RAII vs gc (was fortran lib which provide python like data type)

Chris Angelico rosuav at gmail.com
Sat Jan 31 22:21:22 EST 2015


On Sun, Feb 1, 2015 at 2:00 PM, Steven D'Aprano
<steve+comp.lang.python at pearwood.info> wrote:
>> A C++ statement with RAII like
>>
>> {
>>    Foo bar();
>>    // suite
>> }
>>
>> is not equivalent to
>>
>>     bar = Foo()
>>
>> in Python. It actually corresponds to
>>
>> with Foo() as bar:
>>     <suite>
>
>
> Nice answer! I'm not qualified to tell whether you are right or not, but
> what you say has the ring of truth about it.

I would say that this is indeed correct, with the caveat that RAII is
most often used for memory allocation, in which case the correct
transformation into Python _would_ be a constructor call.

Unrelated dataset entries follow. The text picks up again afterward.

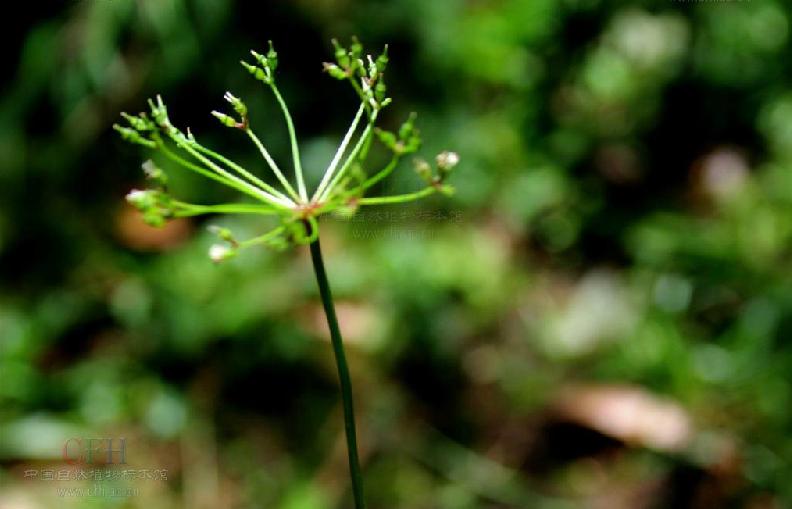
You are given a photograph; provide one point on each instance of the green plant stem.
(343, 372)
(293, 139)
(399, 198)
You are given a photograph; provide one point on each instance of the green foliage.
(622, 218)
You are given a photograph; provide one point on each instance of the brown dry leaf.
(134, 233)
(630, 414)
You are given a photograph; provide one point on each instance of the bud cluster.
(366, 76)
(444, 162)
(264, 70)
(239, 107)
(156, 206)
(406, 141)
(342, 187)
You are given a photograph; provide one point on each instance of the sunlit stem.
(343, 372)
(339, 153)
(205, 172)
(271, 162)
(293, 139)
(399, 198)
(263, 239)
(351, 158)
(242, 171)
(384, 172)
(189, 209)
(262, 195)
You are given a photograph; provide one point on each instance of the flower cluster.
(342, 187)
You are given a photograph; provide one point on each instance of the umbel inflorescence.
(342, 187)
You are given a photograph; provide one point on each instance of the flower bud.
(226, 120)
(335, 71)
(133, 136)
(257, 72)
(382, 60)
(223, 234)
(139, 123)
(446, 161)
(424, 170)
(341, 54)
(237, 104)
(220, 252)
(155, 173)
(408, 127)
(272, 57)
(387, 138)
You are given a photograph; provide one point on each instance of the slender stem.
(293, 140)
(339, 153)
(343, 373)
(350, 158)
(272, 164)
(379, 175)
(189, 209)
(242, 171)
(399, 198)
(207, 173)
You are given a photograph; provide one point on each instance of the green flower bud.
(139, 123)
(341, 54)
(424, 170)
(220, 253)
(335, 71)
(387, 138)
(355, 49)
(155, 173)
(446, 161)
(408, 127)
(133, 136)
(237, 104)
(379, 91)
(272, 57)
(224, 119)
(382, 60)
(159, 112)
(223, 234)
(257, 72)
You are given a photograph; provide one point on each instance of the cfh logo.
(79, 451)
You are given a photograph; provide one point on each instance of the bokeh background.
(600, 318)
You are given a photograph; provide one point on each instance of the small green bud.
(341, 54)
(237, 104)
(355, 49)
(155, 173)
(335, 71)
(412, 144)
(159, 112)
(372, 68)
(139, 123)
(382, 60)
(133, 136)
(226, 120)
(387, 138)
(257, 72)
(424, 170)
(446, 161)
(379, 91)
(223, 234)
(408, 127)
(272, 57)
(220, 253)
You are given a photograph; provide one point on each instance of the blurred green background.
(600, 318)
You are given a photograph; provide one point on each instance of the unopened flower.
(220, 252)
(447, 160)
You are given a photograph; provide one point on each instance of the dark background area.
(599, 317)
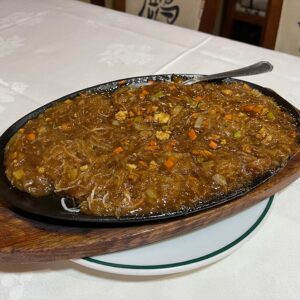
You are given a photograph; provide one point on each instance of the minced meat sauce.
(159, 148)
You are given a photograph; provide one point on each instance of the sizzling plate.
(49, 207)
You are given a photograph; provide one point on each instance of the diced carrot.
(198, 98)
(152, 148)
(213, 145)
(228, 117)
(143, 164)
(31, 136)
(170, 145)
(204, 153)
(169, 163)
(118, 150)
(192, 134)
(66, 127)
(143, 93)
(152, 143)
(195, 115)
(251, 108)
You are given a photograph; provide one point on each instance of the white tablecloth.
(51, 48)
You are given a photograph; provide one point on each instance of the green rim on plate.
(191, 261)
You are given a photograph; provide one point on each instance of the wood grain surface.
(23, 240)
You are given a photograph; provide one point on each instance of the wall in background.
(288, 37)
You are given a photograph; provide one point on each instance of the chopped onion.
(198, 122)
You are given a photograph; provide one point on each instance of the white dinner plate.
(186, 252)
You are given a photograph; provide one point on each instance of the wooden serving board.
(23, 240)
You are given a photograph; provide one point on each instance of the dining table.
(52, 48)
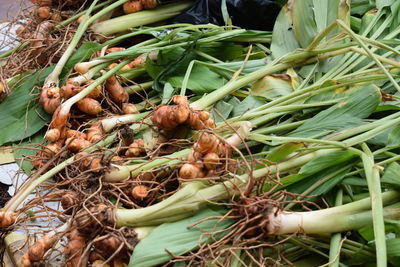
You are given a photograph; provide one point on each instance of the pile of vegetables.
(147, 143)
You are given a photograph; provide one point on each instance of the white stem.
(84, 67)
(110, 123)
(242, 132)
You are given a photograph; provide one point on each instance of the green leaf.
(392, 174)
(326, 161)
(197, 79)
(225, 51)
(383, 3)
(167, 93)
(247, 104)
(304, 21)
(346, 114)
(23, 116)
(27, 148)
(81, 54)
(273, 86)
(177, 238)
(330, 176)
(223, 109)
(283, 151)
(171, 67)
(283, 39)
(394, 137)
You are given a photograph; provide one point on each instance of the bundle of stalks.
(212, 145)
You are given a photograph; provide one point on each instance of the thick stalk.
(52, 80)
(328, 220)
(123, 23)
(374, 187)
(334, 248)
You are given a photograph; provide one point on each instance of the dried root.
(75, 247)
(94, 219)
(135, 149)
(116, 91)
(7, 218)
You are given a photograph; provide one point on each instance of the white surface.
(10, 175)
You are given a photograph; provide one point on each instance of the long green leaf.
(346, 114)
(177, 238)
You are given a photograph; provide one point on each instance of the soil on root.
(4, 196)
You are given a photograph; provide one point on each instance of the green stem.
(53, 79)
(123, 23)
(16, 49)
(334, 249)
(78, 15)
(374, 186)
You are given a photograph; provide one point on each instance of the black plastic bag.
(247, 14)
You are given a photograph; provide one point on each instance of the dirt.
(4, 196)
(9, 9)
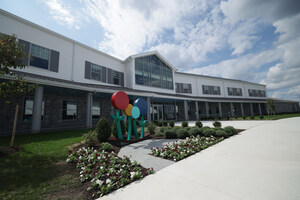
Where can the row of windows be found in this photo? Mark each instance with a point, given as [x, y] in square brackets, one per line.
[153, 72]
[103, 74]
[256, 93]
[69, 109]
[234, 91]
[183, 88]
[213, 90]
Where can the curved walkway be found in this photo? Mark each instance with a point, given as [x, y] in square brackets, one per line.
[261, 163]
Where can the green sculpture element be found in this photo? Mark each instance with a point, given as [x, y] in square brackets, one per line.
[118, 118]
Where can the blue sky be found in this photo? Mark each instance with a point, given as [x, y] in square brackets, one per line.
[251, 40]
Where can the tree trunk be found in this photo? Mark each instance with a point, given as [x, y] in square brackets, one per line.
[15, 126]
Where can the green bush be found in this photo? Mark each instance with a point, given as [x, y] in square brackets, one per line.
[165, 123]
[182, 133]
[151, 128]
[158, 133]
[230, 130]
[199, 124]
[90, 138]
[221, 133]
[217, 124]
[194, 131]
[114, 128]
[184, 124]
[209, 132]
[171, 123]
[170, 134]
[106, 146]
[103, 129]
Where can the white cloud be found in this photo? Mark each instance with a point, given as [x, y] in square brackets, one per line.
[244, 67]
[62, 14]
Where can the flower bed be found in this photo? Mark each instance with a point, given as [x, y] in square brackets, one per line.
[106, 171]
[183, 148]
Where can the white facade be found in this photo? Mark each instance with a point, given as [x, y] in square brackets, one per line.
[73, 55]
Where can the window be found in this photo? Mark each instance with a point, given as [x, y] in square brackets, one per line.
[256, 93]
[116, 77]
[234, 91]
[40, 56]
[28, 110]
[96, 109]
[96, 72]
[213, 90]
[151, 71]
[183, 88]
[69, 110]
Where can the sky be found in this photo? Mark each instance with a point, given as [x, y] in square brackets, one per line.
[250, 40]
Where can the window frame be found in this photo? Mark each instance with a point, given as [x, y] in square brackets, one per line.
[65, 110]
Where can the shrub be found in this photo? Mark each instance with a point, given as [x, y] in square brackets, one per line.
[184, 124]
[170, 134]
[151, 128]
[209, 132]
[90, 138]
[182, 133]
[165, 123]
[114, 128]
[158, 133]
[159, 123]
[171, 123]
[221, 133]
[103, 129]
[106, 146]
[230, 130]
[199, 124]
[217, 124]
[194, 131]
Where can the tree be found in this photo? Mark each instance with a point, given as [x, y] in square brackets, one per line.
[270, 106]
[11, 57]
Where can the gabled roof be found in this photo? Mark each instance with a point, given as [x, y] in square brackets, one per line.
[150, 54]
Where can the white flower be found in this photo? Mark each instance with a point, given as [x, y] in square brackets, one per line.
[99, 182]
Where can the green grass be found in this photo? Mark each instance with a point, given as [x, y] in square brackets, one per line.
[38, 170]
[271, 117]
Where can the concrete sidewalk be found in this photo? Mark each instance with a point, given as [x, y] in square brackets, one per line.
[238, 124]
[261, 163]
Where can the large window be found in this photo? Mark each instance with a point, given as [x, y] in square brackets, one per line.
[213, 90]
[96, 109]
[153, 72]
[116, 77]
[234, 91]
[256, 93]
[28, 109]
[69, 110]
[96, 72]
[183, 88]
[40, 56]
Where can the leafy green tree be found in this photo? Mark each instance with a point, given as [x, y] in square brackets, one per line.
[270, 106]
[11, 57]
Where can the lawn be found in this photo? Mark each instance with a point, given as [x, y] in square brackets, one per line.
[40, 171]
[271, 117]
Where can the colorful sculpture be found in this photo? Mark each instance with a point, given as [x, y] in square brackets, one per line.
[120, 101]
[142, 105]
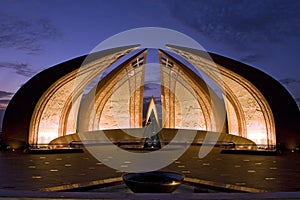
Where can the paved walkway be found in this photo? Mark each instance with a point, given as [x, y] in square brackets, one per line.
[35, 172]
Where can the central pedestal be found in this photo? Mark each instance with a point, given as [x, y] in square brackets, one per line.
[153, 182]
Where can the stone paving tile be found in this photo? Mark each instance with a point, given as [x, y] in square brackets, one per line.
[21, 171]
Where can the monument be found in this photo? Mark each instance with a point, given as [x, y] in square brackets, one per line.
[53, 107]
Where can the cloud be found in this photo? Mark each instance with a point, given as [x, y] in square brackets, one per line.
[251, 58]
[289, 81]
[4, 103]
[24, 34]
[4, 94]
[241, 21]
[20, 68]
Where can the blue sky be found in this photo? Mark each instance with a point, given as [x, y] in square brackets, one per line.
[35, 35]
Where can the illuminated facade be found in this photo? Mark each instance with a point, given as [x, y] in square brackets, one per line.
[54, 104]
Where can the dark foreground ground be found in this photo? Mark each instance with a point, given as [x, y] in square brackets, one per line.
[37, 172]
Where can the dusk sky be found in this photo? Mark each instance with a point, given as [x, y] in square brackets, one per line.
[35, 35]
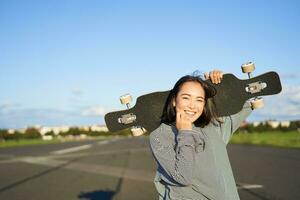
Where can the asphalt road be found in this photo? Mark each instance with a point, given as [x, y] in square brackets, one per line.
[123, 169]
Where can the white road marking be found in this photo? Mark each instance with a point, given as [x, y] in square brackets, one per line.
[73, 149]
[249, 186]
[103, 142]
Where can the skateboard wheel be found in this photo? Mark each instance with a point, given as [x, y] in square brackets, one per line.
[257, 103]
[126, 99]
[248, 67]
[137, 131]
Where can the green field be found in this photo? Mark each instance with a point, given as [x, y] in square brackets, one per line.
[279, 139]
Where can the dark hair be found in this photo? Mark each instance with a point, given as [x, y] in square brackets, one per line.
[209, 111]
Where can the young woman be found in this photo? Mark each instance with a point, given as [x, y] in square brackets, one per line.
[190, 145]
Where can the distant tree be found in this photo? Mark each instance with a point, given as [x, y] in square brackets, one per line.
[32, 133]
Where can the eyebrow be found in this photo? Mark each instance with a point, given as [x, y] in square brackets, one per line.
[191, 95]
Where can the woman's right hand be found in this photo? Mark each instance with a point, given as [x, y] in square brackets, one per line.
[215, 76]
[182, 121]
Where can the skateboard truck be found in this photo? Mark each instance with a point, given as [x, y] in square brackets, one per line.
[130, 118]
[255, 87]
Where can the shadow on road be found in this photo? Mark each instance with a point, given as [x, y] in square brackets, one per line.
[103, 195]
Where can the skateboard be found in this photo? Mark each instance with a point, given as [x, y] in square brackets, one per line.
[231, 94]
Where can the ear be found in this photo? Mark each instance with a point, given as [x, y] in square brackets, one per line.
[173, 102]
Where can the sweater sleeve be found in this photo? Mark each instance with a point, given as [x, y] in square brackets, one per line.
[232, 123]
[177, 162]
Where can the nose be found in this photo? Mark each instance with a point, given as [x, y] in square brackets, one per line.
[192, 104]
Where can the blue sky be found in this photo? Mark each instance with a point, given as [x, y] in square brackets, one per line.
[67, 62]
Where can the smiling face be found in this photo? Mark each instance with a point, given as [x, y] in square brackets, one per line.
[190, 100]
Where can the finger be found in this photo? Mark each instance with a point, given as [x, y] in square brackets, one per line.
[214, 77]
[206, 76]
[217, 76]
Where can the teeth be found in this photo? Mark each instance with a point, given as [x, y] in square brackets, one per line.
[189, 113]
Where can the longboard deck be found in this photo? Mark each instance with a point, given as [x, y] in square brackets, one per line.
[229, 99]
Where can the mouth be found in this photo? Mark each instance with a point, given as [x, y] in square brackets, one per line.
[190, 113]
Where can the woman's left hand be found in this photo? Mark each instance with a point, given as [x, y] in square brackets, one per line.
[215, 76]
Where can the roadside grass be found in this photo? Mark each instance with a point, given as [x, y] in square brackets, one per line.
[278, 139]
[29, 142]
[26, 142]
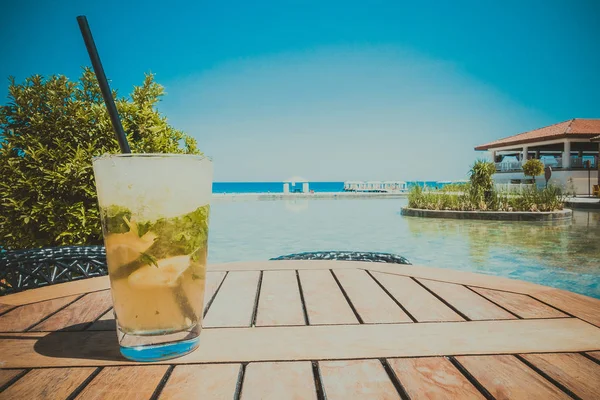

But when you
use this kind of thing to set up state and clean up afterwards, then
yes, Python's equivalent would be a context manager.

So a C++ way to release and reacquire the GIL might look like this
(borrowing from https://docs.python.org/3.5/c-api/init.html):

class ReleaseGIL
{
    //Internal state
    PyThreadState *_save;
public:
    //Constructor
    ReleaseGIL() {_save = PyEval_SaveThread();}
    //Destructor
    ~ReleaseGIL() {PyEval_RestoreThread(_save);}
};

//Usage example:
int do_work()
{
    while (1)
    {
        //use the Python C API to figure out what we need to do
        ReleaseGIL heavy_processing_coming;
        //do the heavy computational work
    } //GIL is reacquired here
}


The Python equivalent would be something like:

@contextlib.contextmanager
def release_gil():
    """Why the <bleep> are we manipulating the
    GIL from Python code anyway???"""
    _save = PyEval_SaveThread()
    yield
    PyEval_RestoreThread(_save)

def do_work()
    while True:
        # get some work
        with release_gil() as heavy_processing_coming:
            # do the heavy computational work
        # GIL is reacquired here

In each case, you have a guarantee that code following the suite will
not be executed without first performing the appropriate cleanup.